No de forma grave. Pero claramente.
Su mochila se había atascado entre las piedras. Adelante se veía la cabeza de Perusino. Atrás se veían sus zapatos. En medio se escuchaba una respiración indignada.
"No estoy atascado", dijo. "Solo estoy examinando ambas paredes al mismo tiempo."
Franz se sentó frente a él. "Muy exhaustivo."
Perusina suspiró, desabrochó la correa de la mochila y tiró. Perusino salió disparado del pasillo como un corcho de una botella y aterrizó de bruces.

En ese momento, la Perla de Piedra se le cayó de la mano a Perusina.
Rodó.
Primero despacio.
Luego más rápido.
"¡No!", gritó Perusina.
La perla rodó por el suelo, saltó una raíz, desapareció en un círculo de piedra redondo y dio una vuelta perfecta allí.
Perusino se levantó. "Fue a propósito. De la perla. No mío."
El círculo de piedra redondo no era una fuente. Ni un parque infantil. Era el plano de una antigua casa. Redondo, de piedra, abierto al cielo.
La perla rodó por el borde.
Una vez.
Dos veces.
Tres veces.
Luego se detuvo en un lugar y brilló débilmente.
Perusina se arrodilló. "Los círculos de la perla son casas redondas."
Franz miró a su alrededor. Por todas partes en la niebla aparecían más cimientos redondos. Uno tras otro. Como puntos en un mapa.
"Entonces la línea es el muro", dijo Perusino.

Entonces oyeron voces de niños.
No de cerca.
De más arriba.
"¡Por aquí!"
"¡No, por ahí es más rápido!"
Luego un estruendo.
Perusina se levantó de un salto. "Hay alguien ahí."
Salieron corriendo.
La niebla hacía que Kuélap pareciera más grande de lo que era. Los muros aparecían y desaparecían. Restos de casas redondas yacían como ruedas grises en la hierba. Las llamas no habrían sorprendido aquí. Tampoco los fantasmas.
Franz corría delante, con la nariz en el suelo. "Huelo a zapatos mojados, miedo y pastel de maíz."
"Concéntrate en el miedo", gritó Perusina.
"¡Puedo hacer ambas cosas!"
Llegaron a un antiguo camino entre dos restos de muros. Allí estaban dos niños de un pueblo, tal vez de nueve o diez años. Un niño sostenía un palo. Una niña llevaba una cesta. Delante de ellos, un sendero estrecho discurría a lo largo de una pared de piedra.
Una piedra se soltó.
Luego otra más.

Perusino abrió los ojos de par en par. "¡Fuera de ahí!"
Salió corriendo, resbaló en la hierba húmeda y se deslizó directamente hacia los niños. La niña saltó hacia atrás. El niño tropezó.
Franz se deslizó por debajo de Perusino, agarró el asa de la cesta con los dientes y tiró. Los pasteles de maíz volaron por el aire.
"¡Los pasteles no!", gritó Perusino mientras se deslizaba.
Perusina alcanzó al niño, lo apartó del borde, justo cuando una piedra más grande se estrelló en el camino.
Silencio.
Luego todos respiraron al mismo tiempo.
La niña miró a Perusina. "Solo queríamos tomar el atajo."
Perusina señaló la pared. "El camino corto puede ser el equivocado."
Entonces la Perla de Piedra en su mano se puso caliente.
No templada.
Caliente.
Casi se le cae de los dedos a Perusina y rodó por sí sola. Los espíritus de la niebla no aparecieron ahora como grandes figuras. Solo como manos de vapor en las piedras. Señalaban los cimientos redondos de las casas, los bordes de los muros, los lugares donde la hierba cubría el antiguo camino.

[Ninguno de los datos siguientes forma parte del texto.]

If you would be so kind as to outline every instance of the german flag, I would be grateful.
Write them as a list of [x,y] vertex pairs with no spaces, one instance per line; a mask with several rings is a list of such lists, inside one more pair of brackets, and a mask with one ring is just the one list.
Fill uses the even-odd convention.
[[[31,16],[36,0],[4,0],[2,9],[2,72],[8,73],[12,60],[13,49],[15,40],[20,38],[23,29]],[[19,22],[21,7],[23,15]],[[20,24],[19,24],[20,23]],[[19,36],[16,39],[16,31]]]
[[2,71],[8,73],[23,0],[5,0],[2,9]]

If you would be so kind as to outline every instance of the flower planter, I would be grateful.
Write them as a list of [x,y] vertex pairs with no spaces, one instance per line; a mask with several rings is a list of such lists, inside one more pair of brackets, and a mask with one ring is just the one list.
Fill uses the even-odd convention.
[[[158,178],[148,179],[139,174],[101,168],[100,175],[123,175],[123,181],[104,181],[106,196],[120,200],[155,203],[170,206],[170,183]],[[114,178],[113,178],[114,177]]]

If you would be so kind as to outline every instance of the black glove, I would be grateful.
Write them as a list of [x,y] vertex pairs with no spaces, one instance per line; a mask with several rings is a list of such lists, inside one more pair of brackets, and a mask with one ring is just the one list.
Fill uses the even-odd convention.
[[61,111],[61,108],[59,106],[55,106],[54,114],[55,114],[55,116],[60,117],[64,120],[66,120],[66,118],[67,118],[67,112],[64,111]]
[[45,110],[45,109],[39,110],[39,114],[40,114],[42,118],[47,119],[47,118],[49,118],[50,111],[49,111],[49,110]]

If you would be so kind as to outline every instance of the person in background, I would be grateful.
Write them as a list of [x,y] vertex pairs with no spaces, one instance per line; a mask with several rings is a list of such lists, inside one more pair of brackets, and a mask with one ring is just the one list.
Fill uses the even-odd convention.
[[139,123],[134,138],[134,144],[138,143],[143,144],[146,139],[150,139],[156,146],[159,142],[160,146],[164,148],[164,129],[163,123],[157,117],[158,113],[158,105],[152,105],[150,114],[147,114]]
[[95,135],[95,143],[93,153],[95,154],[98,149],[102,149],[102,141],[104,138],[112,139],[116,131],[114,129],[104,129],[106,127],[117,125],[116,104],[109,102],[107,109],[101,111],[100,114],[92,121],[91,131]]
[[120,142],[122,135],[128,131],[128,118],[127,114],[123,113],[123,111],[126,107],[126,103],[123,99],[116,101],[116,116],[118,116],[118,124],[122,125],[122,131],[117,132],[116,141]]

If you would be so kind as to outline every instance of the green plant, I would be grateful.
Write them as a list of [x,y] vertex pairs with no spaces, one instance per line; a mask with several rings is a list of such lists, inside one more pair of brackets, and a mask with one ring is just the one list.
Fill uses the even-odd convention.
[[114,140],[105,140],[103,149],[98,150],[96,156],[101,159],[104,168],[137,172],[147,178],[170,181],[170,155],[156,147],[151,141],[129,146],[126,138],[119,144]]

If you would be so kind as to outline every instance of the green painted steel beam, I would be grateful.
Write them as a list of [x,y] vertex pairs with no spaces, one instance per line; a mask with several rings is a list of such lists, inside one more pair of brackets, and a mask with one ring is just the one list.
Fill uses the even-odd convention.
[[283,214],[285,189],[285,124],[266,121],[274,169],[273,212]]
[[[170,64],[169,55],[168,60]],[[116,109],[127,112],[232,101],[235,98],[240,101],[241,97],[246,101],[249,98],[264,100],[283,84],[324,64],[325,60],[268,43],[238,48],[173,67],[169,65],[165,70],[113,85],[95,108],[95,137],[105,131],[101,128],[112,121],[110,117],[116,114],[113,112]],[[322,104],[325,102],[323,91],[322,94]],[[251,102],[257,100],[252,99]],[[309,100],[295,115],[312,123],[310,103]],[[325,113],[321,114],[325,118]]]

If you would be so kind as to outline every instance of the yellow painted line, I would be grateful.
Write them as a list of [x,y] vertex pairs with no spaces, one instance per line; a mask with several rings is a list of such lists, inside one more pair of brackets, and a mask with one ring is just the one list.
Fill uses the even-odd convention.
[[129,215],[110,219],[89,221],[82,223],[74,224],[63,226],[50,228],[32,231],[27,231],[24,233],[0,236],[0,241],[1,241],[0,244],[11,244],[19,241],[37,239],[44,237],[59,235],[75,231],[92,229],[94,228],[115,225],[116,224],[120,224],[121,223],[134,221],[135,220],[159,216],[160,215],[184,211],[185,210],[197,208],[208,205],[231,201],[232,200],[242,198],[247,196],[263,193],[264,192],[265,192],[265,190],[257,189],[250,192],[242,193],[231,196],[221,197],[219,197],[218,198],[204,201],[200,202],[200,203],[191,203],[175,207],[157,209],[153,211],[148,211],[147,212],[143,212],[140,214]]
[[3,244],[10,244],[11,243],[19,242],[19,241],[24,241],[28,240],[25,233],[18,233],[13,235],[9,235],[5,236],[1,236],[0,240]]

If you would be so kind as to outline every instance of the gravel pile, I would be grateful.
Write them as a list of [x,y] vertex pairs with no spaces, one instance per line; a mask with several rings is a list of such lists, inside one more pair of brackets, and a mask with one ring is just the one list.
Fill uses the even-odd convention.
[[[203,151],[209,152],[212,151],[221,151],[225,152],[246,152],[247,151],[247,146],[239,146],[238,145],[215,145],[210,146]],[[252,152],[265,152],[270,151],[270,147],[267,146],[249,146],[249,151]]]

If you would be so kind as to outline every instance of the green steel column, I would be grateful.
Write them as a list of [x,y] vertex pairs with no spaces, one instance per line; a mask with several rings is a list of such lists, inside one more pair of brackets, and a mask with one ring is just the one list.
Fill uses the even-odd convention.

"Están mostrando el camino correcto", dijo Perusina.
Perusino miró hacia el sendero derrumbado. "Entonces es mejor que lo muestren rápido."
Porque ahora oían voces desde abajo. Los visitantes subían. Si giraban mal, irían directamente al lugar que se desmoronaba.
Perusina actuó de inmediato. "Necesitamos una señal."
"¡Yo tengo una!", gritó Franz.
Se quitó el pañuelo rojo.
"¡Franz, no!", dijo Perusino. "¡Tu pañuelo es casi una personalidad!"
Franz lo ató a un poste de piedra bajo junto al camino seguro. Los tres círculos y la línea del muro aún se veían débilmente en él.
"Entonces que trabaje hoy", dijo Franz.
Perusino se colocó al otro lado y saludó a los visitantes. "¡Por aquí! ¡No por allá! ¡La montaña se está desmoronando por allá!"
"Un poco más tranquilo", dijo Perusina.
"¡Por aquí!", gritó Perusino más tranquilo. "¡La montaña solo está de mal humor!"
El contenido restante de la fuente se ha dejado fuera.